The Little Peasant’s Wild West piano gallop and driving percussion evokes Henry’s Dream, while Little Red Riding Hood is surprisingly similar to Neubauten’s sonic abuse rituals – their ominous, sinister noise-collages are the perfect fit for Wallfisch’s throaty, Thurston Moore-ish, Stephen Malkmus-y speak-singing about latex panties, stale beds, tea bags and blue-haired ladies. White Snake Waltz, which closes the record, has an antique, musty vibe with tinkling percussion and a classical piano line, and de Picciotto’s finest performance on the album.

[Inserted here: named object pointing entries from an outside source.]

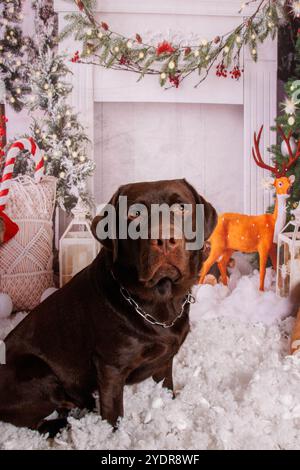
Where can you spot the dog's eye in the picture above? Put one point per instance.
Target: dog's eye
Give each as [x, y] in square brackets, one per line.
[135, 211]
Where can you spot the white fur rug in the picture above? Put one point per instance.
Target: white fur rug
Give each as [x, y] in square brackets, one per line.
[236, 386]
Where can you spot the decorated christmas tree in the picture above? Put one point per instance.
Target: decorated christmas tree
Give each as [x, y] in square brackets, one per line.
[16, 52]
[57, 130]
[288, 123]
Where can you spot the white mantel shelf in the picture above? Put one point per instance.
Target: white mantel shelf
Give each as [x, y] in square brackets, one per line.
[256, 91]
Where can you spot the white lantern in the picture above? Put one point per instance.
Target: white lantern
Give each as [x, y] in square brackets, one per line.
[288, 257]
[77, 247]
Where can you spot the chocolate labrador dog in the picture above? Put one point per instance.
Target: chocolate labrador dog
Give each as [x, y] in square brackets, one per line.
[119, 321]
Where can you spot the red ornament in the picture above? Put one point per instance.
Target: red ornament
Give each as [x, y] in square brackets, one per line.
[175, 80]
[138, 38]
[221, 70]
[124, 60]
[104, 26]
[236, 72]
[164, 48]
[75, 57]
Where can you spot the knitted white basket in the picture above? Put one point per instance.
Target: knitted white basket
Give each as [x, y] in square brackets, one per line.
[26, 260]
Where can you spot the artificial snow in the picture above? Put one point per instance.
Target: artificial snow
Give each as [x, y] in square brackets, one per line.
[236, 386]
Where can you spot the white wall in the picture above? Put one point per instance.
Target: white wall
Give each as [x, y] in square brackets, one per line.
[149, 141]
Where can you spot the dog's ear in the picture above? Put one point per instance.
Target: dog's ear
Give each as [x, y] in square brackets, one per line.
[110, 241]
[210, 214]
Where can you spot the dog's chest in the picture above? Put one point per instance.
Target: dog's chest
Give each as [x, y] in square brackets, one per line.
[155, 352]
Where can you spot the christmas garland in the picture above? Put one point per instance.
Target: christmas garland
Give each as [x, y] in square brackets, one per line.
[173, 63]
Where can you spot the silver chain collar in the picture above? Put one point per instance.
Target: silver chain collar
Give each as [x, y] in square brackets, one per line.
[189, 299]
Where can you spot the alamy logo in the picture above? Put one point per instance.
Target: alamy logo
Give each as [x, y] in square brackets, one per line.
[159, 220]
[2, 353]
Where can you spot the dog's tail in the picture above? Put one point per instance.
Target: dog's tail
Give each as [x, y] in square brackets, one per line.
[295, 300]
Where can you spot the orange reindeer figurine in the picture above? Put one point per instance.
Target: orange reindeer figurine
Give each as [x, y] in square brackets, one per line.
[253, 233]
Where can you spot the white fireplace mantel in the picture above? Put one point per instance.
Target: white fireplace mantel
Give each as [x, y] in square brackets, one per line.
[156, 20]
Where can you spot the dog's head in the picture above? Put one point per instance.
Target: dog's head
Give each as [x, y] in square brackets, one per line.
[149, 251]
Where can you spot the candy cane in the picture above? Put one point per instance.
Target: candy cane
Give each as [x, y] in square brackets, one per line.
[22, 144]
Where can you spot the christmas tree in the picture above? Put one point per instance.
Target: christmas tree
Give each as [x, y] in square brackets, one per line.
[58, 131]
[15, 53]
[288, 123]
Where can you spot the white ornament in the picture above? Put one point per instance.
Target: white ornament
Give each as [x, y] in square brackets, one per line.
[6, 305]
[295, 7]
[47, 293]
[291, 120]
[284, 147]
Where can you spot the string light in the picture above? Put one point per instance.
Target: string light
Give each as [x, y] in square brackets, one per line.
[291, 120]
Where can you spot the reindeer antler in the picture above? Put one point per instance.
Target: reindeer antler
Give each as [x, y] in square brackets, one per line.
[275, 169]
[292, 158]
[257, 156]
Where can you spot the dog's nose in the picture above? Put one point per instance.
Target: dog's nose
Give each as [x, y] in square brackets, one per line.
[166, 245]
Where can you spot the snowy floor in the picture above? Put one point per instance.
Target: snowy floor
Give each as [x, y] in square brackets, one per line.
[236, 386]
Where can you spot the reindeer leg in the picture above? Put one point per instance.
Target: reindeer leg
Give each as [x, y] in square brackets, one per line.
[263, 257]
[273, 255]
[222, 265]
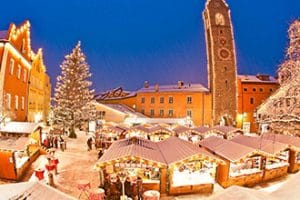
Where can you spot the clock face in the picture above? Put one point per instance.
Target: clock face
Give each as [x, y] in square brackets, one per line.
[224, 53]
[222, 41]
[219, 18]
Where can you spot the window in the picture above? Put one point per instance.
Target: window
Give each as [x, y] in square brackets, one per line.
[152, 100]
[16, 102]
[170, 113]
[189, 113]
[22, 103]
[189, 100]
[161, 113]
[8, 101]
[161, 100]
[24, 75]
[151, 112]
[11, 66]
[19, 72]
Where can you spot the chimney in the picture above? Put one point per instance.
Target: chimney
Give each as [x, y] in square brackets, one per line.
[180, 84]
[156, 87]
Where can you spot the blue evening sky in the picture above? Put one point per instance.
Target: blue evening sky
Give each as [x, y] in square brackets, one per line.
[129, 41]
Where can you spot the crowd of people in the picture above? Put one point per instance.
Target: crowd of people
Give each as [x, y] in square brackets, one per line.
[113, 189]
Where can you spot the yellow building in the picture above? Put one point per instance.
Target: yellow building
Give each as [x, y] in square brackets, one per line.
[39, 90]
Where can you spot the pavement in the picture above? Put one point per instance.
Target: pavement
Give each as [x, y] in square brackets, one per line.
[76, 163]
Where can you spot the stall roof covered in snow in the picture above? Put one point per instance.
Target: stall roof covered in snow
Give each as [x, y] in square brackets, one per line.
[13, 143]
[267, 146]
[166, 152]
[227, 149]
[31, 191]
[260, 78]
[19, 127]
[174, 88]
[175, 149]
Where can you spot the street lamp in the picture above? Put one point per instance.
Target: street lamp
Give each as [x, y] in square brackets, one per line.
[122, 175]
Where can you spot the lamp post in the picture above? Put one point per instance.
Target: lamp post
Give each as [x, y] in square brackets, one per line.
[122, 175]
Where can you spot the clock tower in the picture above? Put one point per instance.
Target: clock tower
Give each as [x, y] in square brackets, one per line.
[221, 61]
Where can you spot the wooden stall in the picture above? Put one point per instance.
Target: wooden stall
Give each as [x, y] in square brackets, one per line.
[294, 148]
[276, 163]
[19, 147]
[243, 165]
[227, 132]
[190, 169]
[159, 133]
[138, 157]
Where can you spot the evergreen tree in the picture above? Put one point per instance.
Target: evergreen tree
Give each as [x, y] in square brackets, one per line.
[72, 98]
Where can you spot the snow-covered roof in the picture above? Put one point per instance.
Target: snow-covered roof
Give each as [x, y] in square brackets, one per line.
[174, 88]
[257, 78]
[3, 34]
[31, 191]
[19, 127]
[13, 143]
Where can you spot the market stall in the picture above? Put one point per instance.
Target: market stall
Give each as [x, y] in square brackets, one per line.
[293, 143]
[159, 133]
[243, 164]
[137, 157]
[190, 168]
[275, 163]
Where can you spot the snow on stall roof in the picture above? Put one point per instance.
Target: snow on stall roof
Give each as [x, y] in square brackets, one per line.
[225, 148]
[124, 109]
[175, 149]
[165, 152]
[31, 191]
[3, 34]
[265, 145]
[175, 88]
[19, 127]
[13, 143]
[254, 78]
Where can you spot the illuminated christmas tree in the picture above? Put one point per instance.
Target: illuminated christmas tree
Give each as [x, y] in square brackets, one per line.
[72, 98]
[281, 112]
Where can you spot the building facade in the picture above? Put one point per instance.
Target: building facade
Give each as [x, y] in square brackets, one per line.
[252, 91]
[175, 101]
[221, 61]
[39, 90]
[16, 61]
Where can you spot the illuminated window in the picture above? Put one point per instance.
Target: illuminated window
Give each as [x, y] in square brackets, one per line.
[170, 113]
[16, 102]
[24, 75]
[19, 72]
[189, 113]
[22, 103]
[11, 66]
[152, 100]
[151, 112]
[161, 100]
[161, 113]
[189, 100]
[8, 101]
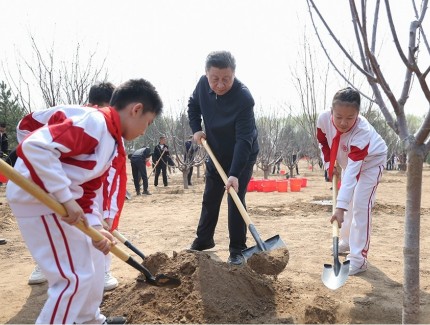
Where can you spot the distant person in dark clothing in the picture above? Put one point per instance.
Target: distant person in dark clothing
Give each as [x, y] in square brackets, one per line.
[296, 163]
[226, 107]
[162, 159]
[4, 142]
[138, 168]
[277, 164]
[189, 157]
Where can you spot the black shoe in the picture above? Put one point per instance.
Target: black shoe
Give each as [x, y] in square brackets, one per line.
[236, 259]
[197, 246]
[115, 320]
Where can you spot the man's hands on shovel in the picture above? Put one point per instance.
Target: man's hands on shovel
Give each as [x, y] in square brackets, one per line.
[232, 181]
[338, 216]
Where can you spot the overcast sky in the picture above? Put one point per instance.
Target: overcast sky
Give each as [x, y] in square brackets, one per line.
[167, 41]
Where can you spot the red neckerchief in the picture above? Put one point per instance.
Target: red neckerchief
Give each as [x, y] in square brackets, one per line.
[335, 147]
[114, 126]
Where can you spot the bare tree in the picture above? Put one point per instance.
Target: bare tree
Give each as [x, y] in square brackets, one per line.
[271, 140]
[59, 81]
[307, 81]
[417, 145]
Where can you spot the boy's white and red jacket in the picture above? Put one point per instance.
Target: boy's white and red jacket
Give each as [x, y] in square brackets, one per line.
[359, 148]
[69, 156]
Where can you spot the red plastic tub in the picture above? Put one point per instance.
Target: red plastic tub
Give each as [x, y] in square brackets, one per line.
[282, 185]
[251, 186]
[304, 182]
[295, 184]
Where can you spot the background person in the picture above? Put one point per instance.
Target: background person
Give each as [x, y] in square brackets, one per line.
[161, 167]
[227, 109]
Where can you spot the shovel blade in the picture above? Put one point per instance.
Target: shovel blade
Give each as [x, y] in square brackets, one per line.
[270, 244]
[332, 280]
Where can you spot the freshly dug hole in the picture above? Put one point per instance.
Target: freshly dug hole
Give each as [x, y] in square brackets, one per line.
[210, 292]
[269, 262]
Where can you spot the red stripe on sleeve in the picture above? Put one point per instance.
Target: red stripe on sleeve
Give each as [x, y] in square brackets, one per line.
[322, 139]
[357, 154]
[28, 123]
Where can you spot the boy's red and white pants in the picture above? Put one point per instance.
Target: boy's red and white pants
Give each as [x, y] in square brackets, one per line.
[357, 225]
[73, 266]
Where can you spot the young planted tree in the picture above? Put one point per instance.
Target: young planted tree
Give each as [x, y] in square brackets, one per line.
[416, 145]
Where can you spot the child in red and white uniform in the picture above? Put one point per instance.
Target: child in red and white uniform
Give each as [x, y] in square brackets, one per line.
[69, 158]
[99, 96]
[348, 138]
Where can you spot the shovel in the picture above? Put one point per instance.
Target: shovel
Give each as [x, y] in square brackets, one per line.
[334, 276]
[272, 243]
[124, 240]
[32, 188]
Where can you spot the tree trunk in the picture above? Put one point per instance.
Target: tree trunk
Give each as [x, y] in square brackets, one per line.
[411, 250]
[185, 177]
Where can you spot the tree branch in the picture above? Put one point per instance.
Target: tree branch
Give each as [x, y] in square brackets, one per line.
[335, 39]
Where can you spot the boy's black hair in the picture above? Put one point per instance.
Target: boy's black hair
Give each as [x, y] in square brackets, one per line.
[348, 96]
[140, 91]
[100, 93]
[220, 60]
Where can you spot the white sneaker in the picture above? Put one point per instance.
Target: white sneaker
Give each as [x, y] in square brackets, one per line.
[37, 276]
[353, 270]
[110, 281]
[342, 248]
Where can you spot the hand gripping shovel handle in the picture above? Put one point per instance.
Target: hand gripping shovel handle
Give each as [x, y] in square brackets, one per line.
[33, 189]
[156, 163]
[235, 198]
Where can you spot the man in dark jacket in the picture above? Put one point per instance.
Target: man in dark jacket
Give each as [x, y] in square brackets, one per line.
[190, 151]
[138, 168]
[162, 156]
[227, 109]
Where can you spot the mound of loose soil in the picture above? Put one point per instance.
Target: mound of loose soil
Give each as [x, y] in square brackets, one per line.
[210, 292]
[271, 262]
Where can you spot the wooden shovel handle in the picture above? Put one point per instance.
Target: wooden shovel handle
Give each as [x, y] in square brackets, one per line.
[335, 224]
[35, 190]
[231, 191]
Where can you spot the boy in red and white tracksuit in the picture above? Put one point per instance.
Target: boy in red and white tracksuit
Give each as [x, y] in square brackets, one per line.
[348, 138]
[69, 158]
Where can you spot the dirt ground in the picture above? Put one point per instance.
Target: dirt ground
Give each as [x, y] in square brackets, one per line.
[163, 226]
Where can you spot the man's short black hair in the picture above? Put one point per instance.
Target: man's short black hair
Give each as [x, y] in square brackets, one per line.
[220, 60]
[140, 91]
[100, 93]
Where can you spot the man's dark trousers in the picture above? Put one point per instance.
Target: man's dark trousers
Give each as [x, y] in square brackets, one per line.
[161, 168]
[212, 197]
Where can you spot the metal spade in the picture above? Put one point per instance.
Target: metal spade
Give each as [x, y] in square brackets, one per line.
[272, 243]
[334, 276]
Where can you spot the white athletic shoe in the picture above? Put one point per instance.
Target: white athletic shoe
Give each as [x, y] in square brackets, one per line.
[110, 281]
[343, 248]
[353, 270]
[37, 276]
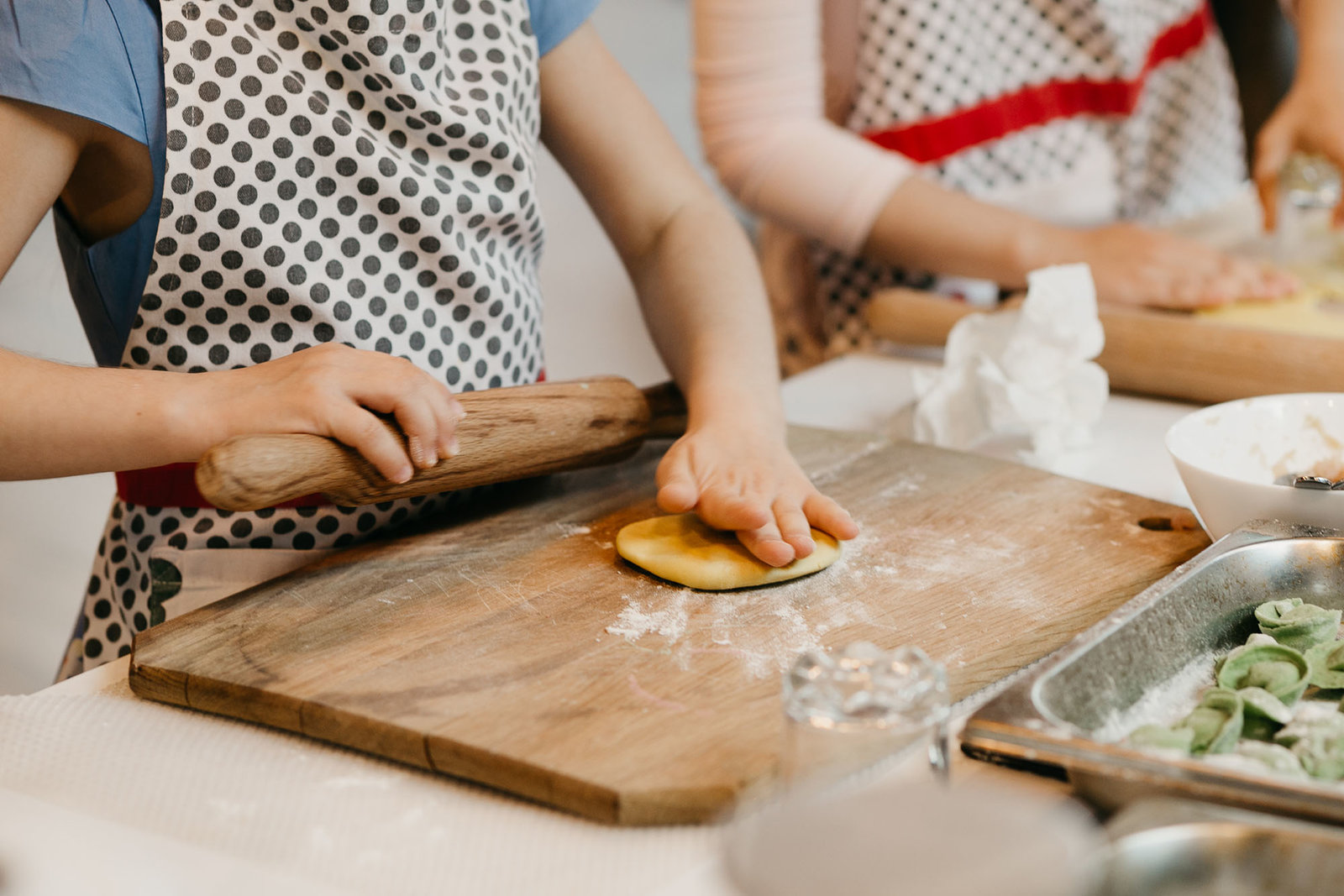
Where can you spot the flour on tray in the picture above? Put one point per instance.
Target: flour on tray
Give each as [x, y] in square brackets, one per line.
[1163, 705]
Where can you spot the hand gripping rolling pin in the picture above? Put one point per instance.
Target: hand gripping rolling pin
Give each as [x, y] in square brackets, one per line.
[507, 434]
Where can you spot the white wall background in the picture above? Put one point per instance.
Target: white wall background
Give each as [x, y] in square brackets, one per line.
[49, 530]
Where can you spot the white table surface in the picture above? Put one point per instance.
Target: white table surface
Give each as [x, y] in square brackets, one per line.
[501, 842]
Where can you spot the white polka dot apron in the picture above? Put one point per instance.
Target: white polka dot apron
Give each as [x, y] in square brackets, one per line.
[1079, 112]
[351, 170]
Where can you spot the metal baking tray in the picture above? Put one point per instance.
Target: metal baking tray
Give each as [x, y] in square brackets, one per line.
[1043, 720]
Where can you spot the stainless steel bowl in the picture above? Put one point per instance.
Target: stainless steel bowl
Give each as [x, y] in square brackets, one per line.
[1191, 849]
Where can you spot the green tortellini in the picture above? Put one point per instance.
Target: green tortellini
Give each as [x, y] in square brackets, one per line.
[1274, 668]
[1216, 721]
[1263, 714]
[1273, 757]
[1162, 738]
[1327, 665]
[1297, 625]
[1254, 712]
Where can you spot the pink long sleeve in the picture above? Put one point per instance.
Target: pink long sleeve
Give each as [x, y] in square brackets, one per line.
[763, 120]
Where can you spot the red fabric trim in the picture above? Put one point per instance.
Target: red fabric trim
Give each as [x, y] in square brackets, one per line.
[937, 139]
[175, 485]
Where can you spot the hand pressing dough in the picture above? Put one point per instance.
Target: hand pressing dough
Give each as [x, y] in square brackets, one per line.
[682, 548]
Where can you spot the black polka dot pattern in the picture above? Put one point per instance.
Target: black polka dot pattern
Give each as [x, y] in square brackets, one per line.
[138, 579]
[1180, 154]
[353, 170]
[349, 170]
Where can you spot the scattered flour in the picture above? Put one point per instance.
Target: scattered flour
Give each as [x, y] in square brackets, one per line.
[766, 627]
[1163, 705]
[905, 485]
[569, 530]
[1173, 700]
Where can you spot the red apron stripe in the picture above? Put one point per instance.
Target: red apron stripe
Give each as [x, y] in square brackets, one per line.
[937, 139]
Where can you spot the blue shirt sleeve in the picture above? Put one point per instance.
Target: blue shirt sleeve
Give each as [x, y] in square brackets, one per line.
[554, 20]
[98, 60]
[71, 55]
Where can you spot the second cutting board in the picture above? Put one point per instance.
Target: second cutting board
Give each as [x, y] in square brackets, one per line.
[517, 651]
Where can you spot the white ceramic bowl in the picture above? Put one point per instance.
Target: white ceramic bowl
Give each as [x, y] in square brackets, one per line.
[1229, 456]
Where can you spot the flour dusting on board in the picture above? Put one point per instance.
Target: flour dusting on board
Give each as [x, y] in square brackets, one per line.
[570, 530]
[764, 627]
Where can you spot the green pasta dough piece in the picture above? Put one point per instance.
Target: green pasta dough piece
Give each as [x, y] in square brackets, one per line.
[1263, 714]
[1276, 758]
[1162, 738]
[1256, 640]
[1316, 726]
[1321, 754]
[1216, 721]
[1327, 665]
[1297, 625]
[1276, 668]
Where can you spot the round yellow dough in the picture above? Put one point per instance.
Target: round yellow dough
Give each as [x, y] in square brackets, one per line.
[1316, 311]
[682, 548]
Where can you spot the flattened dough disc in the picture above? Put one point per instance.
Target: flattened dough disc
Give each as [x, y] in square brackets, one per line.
[1316, 311]
[685, 550]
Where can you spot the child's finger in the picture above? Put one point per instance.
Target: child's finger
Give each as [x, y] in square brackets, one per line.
[1272, 150]
[678, 490]
[727, 508]
[830, 516]
[793, 527]
[365, 432]
[421, 427]
[449, 412]
[766, 544]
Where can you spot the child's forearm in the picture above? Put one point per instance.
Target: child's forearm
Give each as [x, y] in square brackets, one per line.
[57, 419]
[925, 226]
[702, 296]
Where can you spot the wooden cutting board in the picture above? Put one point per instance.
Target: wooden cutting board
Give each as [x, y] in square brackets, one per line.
[517, 651]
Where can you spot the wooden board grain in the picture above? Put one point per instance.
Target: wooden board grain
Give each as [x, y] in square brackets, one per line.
[517, 651]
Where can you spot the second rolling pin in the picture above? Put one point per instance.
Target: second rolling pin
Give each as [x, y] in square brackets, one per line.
[1153, 352]
[507, 434]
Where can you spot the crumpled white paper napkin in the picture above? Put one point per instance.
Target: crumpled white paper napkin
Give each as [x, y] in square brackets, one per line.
[1025, 372]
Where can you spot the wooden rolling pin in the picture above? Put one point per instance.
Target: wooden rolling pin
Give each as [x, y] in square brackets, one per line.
[1153, 352]
[507, 434]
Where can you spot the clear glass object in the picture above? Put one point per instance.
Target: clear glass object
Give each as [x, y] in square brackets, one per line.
[1308, 192]
[848, 710]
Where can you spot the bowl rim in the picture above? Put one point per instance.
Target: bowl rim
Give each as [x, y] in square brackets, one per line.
[1200, 414]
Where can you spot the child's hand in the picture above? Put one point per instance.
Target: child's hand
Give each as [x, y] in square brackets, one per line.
[1310, 117]
[333, 390]
[1136, 266]
[741, 477]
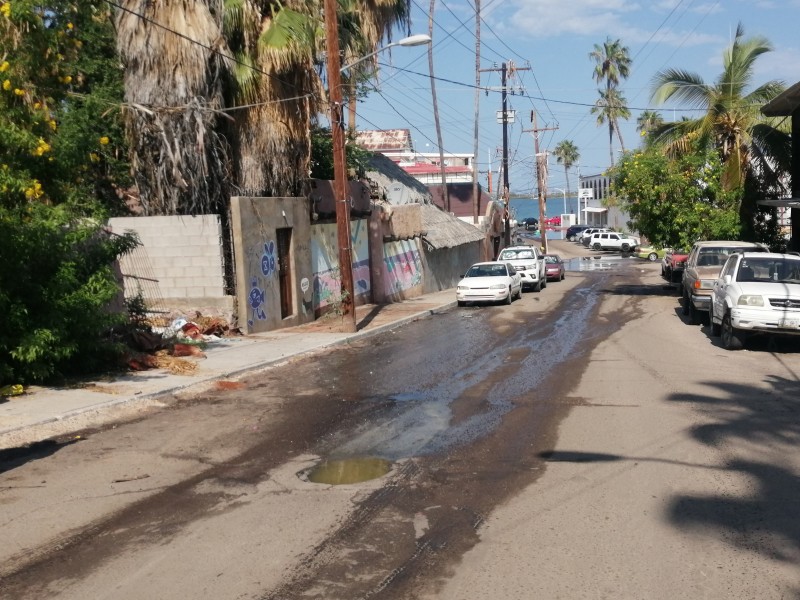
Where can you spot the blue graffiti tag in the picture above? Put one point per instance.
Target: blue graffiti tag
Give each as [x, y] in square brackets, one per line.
[256, 299]
[268, 259]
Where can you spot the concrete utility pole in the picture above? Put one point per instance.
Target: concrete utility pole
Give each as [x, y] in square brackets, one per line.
[505, 117]
[541, 177]
[347, 290]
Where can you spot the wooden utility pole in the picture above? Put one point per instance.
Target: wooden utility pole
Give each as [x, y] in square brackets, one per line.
[541, 177]
[505, 117]
[476, 196]
[442, 166]
[347, 291]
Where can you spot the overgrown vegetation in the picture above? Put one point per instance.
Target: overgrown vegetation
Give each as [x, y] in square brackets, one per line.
[62, 171]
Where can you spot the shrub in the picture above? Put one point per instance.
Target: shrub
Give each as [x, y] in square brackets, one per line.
[56, 284]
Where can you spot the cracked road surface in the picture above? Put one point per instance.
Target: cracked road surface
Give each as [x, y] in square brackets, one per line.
[584, 442]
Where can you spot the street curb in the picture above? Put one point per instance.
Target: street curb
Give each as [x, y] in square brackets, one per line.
[152, 397]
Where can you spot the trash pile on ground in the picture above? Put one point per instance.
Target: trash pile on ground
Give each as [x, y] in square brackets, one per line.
[166, 344]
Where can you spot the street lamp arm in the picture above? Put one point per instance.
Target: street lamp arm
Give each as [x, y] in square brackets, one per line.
[412, 40]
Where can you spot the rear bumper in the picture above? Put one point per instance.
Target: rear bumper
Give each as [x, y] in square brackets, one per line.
[766, 320]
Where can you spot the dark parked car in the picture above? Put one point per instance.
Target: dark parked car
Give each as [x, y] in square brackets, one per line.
[553, 267]
[574, 232]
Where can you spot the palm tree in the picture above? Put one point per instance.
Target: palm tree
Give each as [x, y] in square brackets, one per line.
[648, 121]
[732, 121]
[223, 94]
[612, 65]
[566, 153]
[610, 108]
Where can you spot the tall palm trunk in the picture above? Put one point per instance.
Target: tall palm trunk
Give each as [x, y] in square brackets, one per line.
[173, 87]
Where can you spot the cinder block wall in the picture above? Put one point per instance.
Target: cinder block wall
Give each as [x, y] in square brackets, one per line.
[184, 255]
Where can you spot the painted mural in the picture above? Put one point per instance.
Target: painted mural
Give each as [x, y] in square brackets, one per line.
[325, 262]
[402, 266]
[261, 268]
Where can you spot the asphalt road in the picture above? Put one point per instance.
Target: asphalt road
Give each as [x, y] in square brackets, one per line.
[585, 442]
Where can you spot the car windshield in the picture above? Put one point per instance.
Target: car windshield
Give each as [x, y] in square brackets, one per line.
[769, 270]
[713, 257]
[487, 271]
[515, 254]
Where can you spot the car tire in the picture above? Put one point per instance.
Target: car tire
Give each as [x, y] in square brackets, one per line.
[716, 328]
[694, 314]
[731, 338]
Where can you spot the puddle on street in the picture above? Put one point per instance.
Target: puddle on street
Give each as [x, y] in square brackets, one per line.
[348, 470]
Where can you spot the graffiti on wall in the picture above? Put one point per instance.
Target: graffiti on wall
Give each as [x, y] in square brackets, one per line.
[261, 267]
[402, 266]
[325, 262]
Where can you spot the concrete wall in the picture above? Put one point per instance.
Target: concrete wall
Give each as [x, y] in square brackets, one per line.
[255, 222]
[180, 262]
[444, 267]
[325, 265]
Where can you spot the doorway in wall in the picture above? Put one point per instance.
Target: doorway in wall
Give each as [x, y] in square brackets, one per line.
[284, 239]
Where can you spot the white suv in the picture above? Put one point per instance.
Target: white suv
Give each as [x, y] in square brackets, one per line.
[611, 240]
[756, 292]
[587, 234]
[529, 263]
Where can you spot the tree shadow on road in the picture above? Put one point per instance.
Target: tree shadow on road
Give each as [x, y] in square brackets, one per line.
[766, 520]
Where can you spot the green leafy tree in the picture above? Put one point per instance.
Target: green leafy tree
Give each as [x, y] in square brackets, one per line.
[748, 143]
[674, 202]
[59, 177]
[566, 153]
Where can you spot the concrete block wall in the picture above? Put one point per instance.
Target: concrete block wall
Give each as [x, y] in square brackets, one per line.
[184, 255]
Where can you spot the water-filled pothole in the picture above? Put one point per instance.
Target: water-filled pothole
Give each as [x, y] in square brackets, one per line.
[348, 470]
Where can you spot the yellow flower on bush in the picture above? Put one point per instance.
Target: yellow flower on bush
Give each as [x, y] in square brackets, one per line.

The sighs of “thank god it’s not terrible” come precisely ten seconds into this album, and this potent (super?)group dispel any notions of schmaltzy theatrics by producing eerie, soothing, tense and euphoric moods throughout. Each track feels necessary, each vocalist seems to fit their particular track perfectly. The music and the narrative are excellently executed by four top-rate professionals who’ve got your respect (and attention) by earning it.

Albums like this, divorced as they are from their source, could easily be ignored and filed away under the ‘side project’ tag. But these pieces merit repeat listens because no matter which name of the four has brought you to the project, each member endeavours to satisfy their fans by leaving their sonic identities intact. In particular, hardcore fans of The Bad Seeds’ fabulous work with Harvey and Bargeld in the ’90s should be in possession of this record at the nearest available opportunity. You’ll find it right up your shadowy strasse.